Northwest Arkansas Democrat-Gazette

A team by any other name …

- HUGH HEWITT

We are in a transition, close to shutting down the old Congress, convening the next, and welcoming a new president. The holidays have arrived, and the vaccine approaches, no matter our faith or lack thereof. “Peace on Earth” is the goal.

No better time, then, to offer some thoughts on baseball. Yes, I could write about the resurgent Cleveland Browns and the gifts they are bringing to my patient 21-year-season-ticket-holding family.

But that’s best left for the coming playoff drive.

So instead, let’s talk about the Tribe. As in the Cleveland Indians, the ball club I love, though as with the Browns, it hasn’t been easy. Anyone from northeast Ohio knows that the Browns last won it all in 1964; the Indians in 1948.

The Indians have declared they are changing their franchise name in 2022. The announceme­nt has been met not exactly with a yawn, but very little upset, and certainly quite a lot of, “OK, sure. But what are we going to get for Frankie Lindor?”

The team seems to compete every year for the pennant and has come close a couple of times in the past 25 years. During the epic World Series duel with the Cubs in 2016, Obama adviser David Axelrod would join me on the radio every morning (as a bitter political contest played out) to spend a segment talking . . . baseball, just baseball. (Axelrod’s Cubs triumphed. In Game 7. Sigh.) It’s a reminder that sports is often the bridge between left and right in America.

So when Paul Dolan, who leads the Indians’

OPINION

ownership group, decided that it was time to retire the name — because the name occasional­ly blocked that bridge — the vast majority of fans had the same reaction I did. My love for the team and its rich history would not change. The Tribe is an entire region’s team, which means it is as much about family as anything else. As I tweeted: “My grandfathe­r attended 40 consecutiv­e home openers. He wasn’t a fan b/c of a name.”

When I got my driver’s license in 1972, I’d squeeze some combinatio­n of Robbie, Kim, Paul, Philip, Scott and Johnny into a Chevy Impala and head for Cleveland’s 1930s-vintage Municipal Stadium. By the third inning, the ushers would let us out of the cheap seats and down to the boxes. The ’60s, ’ 70s and ’80s were a long cruel stretch for the Indians. Would we have traded a name for a pennant race? In a heartbeat.

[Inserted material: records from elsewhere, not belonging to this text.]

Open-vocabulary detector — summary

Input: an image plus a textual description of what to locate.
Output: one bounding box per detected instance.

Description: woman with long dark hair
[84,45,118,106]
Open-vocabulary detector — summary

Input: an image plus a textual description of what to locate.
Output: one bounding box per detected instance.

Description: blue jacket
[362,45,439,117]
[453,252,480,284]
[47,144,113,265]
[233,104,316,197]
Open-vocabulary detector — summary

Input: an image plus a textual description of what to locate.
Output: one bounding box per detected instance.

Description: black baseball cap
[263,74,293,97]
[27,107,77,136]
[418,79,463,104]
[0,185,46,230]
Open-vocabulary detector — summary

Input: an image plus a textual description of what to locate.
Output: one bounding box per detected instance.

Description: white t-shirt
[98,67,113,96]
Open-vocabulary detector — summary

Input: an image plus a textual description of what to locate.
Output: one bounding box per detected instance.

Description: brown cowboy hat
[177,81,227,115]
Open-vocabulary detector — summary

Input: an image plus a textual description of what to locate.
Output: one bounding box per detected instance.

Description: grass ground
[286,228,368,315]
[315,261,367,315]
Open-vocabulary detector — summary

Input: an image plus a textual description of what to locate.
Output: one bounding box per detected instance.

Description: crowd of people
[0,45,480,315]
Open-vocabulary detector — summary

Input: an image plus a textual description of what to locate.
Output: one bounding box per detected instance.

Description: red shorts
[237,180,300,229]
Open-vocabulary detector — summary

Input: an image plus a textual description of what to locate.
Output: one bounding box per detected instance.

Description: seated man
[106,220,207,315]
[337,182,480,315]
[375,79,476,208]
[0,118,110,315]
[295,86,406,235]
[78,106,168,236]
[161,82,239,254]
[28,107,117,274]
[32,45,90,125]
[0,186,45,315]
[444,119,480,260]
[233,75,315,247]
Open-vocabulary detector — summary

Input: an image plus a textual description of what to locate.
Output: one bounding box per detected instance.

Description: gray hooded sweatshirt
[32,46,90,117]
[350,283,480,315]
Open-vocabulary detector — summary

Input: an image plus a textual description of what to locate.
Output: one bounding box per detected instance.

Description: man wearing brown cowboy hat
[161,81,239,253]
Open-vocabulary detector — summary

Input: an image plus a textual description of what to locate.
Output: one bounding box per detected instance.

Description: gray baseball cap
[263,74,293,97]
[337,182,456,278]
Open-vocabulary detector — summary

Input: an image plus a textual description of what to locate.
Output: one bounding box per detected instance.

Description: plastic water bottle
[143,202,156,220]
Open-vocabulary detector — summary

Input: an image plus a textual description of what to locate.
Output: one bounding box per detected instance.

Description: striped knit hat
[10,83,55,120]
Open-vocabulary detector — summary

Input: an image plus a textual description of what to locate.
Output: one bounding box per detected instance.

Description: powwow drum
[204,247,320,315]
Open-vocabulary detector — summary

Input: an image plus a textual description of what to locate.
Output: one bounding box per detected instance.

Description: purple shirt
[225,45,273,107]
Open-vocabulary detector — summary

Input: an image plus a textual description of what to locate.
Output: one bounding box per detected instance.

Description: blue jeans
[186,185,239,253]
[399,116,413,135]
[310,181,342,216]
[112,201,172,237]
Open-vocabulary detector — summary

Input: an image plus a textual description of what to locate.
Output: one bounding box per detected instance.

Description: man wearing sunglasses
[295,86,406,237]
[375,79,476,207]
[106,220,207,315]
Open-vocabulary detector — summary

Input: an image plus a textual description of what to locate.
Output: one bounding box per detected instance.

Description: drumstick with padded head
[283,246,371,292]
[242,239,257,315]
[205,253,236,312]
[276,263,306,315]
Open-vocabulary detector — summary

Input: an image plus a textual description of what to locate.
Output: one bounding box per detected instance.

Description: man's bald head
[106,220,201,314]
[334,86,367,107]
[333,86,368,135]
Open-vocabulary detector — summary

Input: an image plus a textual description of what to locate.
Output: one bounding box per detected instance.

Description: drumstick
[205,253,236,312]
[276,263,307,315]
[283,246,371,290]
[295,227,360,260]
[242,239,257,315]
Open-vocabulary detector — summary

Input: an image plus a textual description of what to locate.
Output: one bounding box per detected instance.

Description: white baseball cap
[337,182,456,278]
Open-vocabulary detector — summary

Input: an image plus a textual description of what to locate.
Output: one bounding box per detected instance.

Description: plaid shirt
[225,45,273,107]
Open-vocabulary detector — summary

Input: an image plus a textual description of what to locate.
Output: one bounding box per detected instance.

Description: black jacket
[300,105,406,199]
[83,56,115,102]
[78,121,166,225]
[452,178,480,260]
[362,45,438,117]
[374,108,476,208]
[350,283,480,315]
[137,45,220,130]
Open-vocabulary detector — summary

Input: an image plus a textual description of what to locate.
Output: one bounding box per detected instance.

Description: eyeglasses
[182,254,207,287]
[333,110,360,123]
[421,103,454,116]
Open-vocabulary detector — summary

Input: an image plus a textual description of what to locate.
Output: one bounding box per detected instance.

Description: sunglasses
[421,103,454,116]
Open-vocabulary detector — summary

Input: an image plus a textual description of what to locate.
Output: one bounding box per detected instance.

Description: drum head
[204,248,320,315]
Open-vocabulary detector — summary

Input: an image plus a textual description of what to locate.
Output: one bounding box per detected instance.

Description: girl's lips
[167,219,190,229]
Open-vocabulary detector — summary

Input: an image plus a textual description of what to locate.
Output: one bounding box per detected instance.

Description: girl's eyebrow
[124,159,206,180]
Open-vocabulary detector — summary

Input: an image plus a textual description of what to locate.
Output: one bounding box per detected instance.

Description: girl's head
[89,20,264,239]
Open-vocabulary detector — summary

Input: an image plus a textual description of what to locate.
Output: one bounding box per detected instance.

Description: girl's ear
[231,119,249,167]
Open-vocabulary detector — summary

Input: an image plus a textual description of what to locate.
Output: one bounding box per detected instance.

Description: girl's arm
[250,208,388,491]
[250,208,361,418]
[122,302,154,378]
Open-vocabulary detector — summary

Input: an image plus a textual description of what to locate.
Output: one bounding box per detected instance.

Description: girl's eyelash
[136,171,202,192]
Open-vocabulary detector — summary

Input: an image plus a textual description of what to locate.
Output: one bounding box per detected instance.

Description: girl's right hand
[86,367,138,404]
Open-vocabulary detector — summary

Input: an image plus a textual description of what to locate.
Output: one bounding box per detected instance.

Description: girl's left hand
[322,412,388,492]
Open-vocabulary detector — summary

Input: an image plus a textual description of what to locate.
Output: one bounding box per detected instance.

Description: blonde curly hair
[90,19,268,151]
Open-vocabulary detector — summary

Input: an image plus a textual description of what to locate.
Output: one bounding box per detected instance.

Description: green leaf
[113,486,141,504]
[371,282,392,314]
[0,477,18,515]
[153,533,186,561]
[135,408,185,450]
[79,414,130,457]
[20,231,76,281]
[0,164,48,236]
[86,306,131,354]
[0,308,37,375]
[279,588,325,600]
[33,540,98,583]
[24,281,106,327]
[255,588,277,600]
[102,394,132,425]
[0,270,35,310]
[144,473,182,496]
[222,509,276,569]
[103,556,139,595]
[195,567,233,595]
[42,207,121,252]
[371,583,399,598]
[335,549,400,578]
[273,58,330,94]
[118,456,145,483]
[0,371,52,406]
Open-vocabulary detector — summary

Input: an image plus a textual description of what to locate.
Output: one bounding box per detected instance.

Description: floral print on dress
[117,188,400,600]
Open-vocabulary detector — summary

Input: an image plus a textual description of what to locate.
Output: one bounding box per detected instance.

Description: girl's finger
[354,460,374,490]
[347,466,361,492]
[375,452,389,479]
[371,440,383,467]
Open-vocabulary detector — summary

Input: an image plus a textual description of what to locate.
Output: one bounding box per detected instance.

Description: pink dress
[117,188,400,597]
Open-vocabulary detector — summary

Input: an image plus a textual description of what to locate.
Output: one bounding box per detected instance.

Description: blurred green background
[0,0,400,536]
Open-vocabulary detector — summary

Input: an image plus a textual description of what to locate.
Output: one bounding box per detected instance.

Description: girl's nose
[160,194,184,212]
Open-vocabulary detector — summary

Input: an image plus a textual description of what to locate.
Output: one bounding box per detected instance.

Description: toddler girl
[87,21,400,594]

The folks who own and run the team now know what they are doing. It’s a small-market club; they have to keep non-baseball controvers­ies to a minimum and concentrat­e on winning. Every winter in the 1970s, the stories were always about how the Yankees or Red Sox were going to fleece the club, take its best players and, worst of all, how the team might move.

Oh, the angst. Instead, the club revitalize­d and rebuilt. For fans, these are the golden years.

And yet another transition.

I’ll cheer for whatever the team is ultimately called — because northeast Ohio is home, because it’s a wonderful game, and because a name should not be allowed to divide that which binds it.